As the good ol’ US of A teeters on the Cusp of Chaos, prior to plunging into the Abyss of Anarchy, I turn again to my prepper publications and, in particular, to a mysterious looseleaf book called Six Ways in & Twelve Ways Out:* The Survival & Evasion Manual of the United States Rescue & Special Operations Group.
It’s a crudely assembled looseleaf book of 184 pages that are printed on green paper. The illustrations are crude. The text is full of errors. Mine is the second edition, and is copyrighted 2000 to one George Jasper, who lists himself as a member of the 3rd Battalion of the 75th Ranger Regiment during the 1980s.
The USRSOG is not part of the government. As nearly as I can tell from their website (which is copyrighted 2007), it’s a private company whose function is rescues and survival training, and which employs former military personnel.

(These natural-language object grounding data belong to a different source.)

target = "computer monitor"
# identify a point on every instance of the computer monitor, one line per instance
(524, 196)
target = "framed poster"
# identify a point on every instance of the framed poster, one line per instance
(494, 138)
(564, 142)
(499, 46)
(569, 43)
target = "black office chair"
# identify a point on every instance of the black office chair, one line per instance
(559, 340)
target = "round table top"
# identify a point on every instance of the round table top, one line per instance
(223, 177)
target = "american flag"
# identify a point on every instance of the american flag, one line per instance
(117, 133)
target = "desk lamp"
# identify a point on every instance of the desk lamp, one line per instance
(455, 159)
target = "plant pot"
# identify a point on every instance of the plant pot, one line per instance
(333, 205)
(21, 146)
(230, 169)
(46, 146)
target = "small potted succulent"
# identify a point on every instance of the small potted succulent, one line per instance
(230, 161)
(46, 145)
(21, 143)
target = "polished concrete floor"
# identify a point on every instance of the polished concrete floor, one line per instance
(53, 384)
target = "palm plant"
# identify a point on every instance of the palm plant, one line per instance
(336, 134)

Six Ways In is theoretically available from this organization for $15. However, since all the information you see on the web varies between wildly unreliable and completely untrustworthy, who knows? What I do know is that Amazon has one copy for sale, and that’s going for $75, so someone must want the book pretty badly, and everyone who has one and talks about it on prepper websites raves about it.
Mr. Jasper preaches long-term survival in the wilderness, and touches on a variety of subjects, in detail, and with a great deal of common sense. He does not worship expensive equipment (this is one of the book’s few faults), but he’s quite specific about what works and what doesn’t.

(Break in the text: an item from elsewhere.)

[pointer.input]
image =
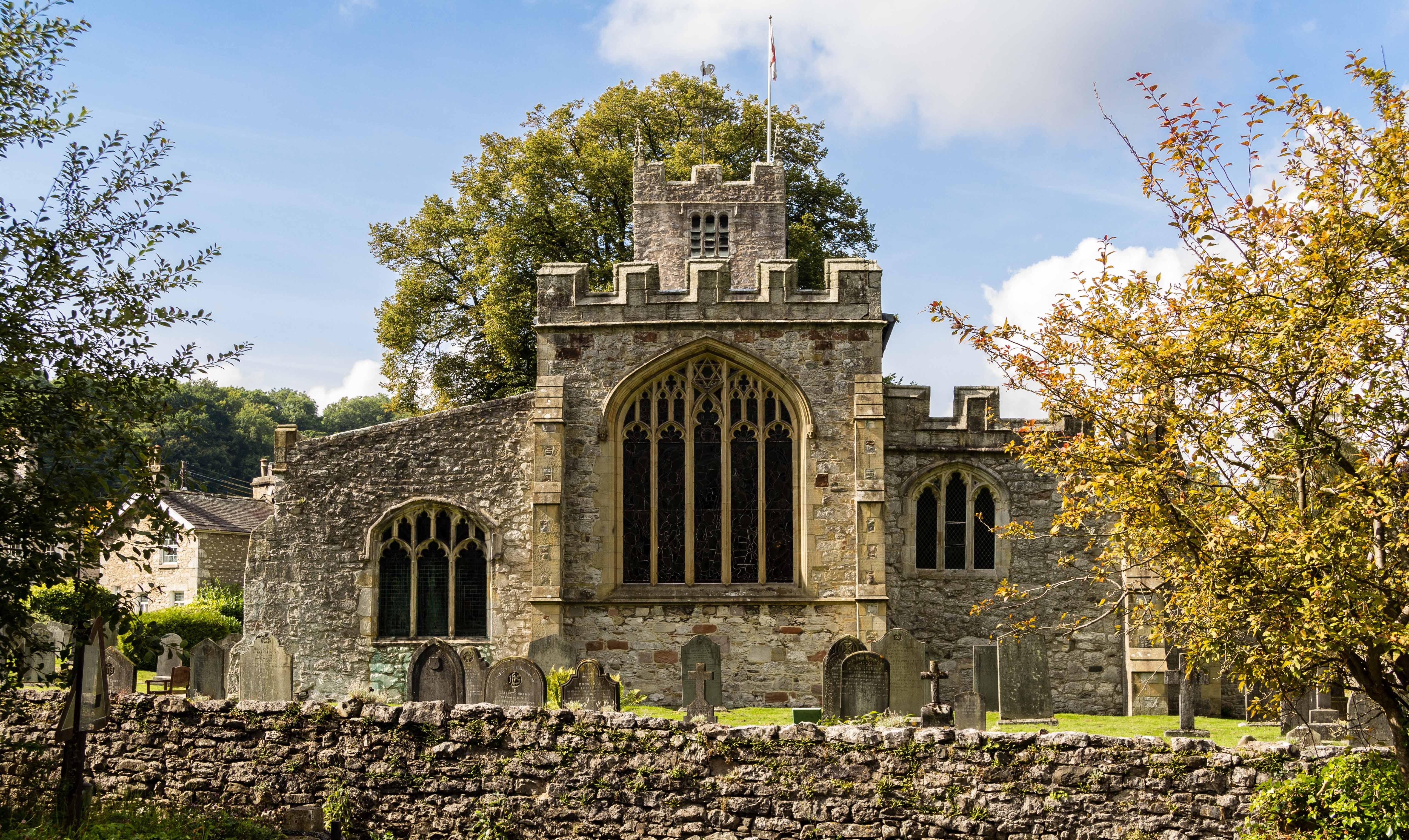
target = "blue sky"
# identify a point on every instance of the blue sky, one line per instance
(968, 129)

In the much-overworked matter of survival knives, he says that any good knife will do, but that big knives are much better than small knives, and that no knife is complete without a Leatherman Super Tool and a sharpening stone to keep it company. I’ll buy that.
In the matter of guns, he is quite specific. Jasper claims that the only firearm to pack when evading the Reaper is a .22 LR target-style semi-auto pistol with a red-dot sight and a long barrel. Either get one in stainless, or get a blued version and send it out for a third-generation rustproof refinish. He specifically mentions the Smith & Wesson Model 41, and would, if the book had been written today, recommend the Ruger Mark IV Hunter Stainless as well.
Sight in the iron sights first, and then mount the red dot. That way, if the batteries quit, all you do is take the thing off and you’re still good to go.
If you plan to head for the hills, as opposed to fortifying the old homestead, it’s hard to argue with him. A handgun, even a target pistol with a red dot on board, is much lighter and more compact than any rifle. The .22 LR hollow-point is plenty lethal. The noise level is comparatively low.
Handguns such as he describes are instruments of extreme precision. I’ve seen people who are really good with them hit a life-size grouse target five times out of five, at 50 yards, standing, with a one-hand hold and iron sights, and do it over and over. Try it some time.
And, consider this: 50 rounds of .308 ammo weighs 3 pounds even; 50 rounds of .223 scales 1½ pounds; 500 rounds of .22 LR adds 3¼ pounds to your load. That’s a lot of shooting. If you’re haunted by the image of the protagonist in The Road roaming a post-apocalyptic world with one round for his revolver, here’s your antidote.
If you can find a copy of Six Ways In at a reasonable price, I recommend it highly. Even if you’re not a prepper, much of what he talks about is very useful to hunters. The information, even if it doesn’t save your life, will save you a lot of misery until the Reaper swings his scythe.
And on that note, as I do every year at this time, I would like to quote Tiny Tim: “God help us. God help us every one.”
*I have no idea what the title means. Can anyone explain it?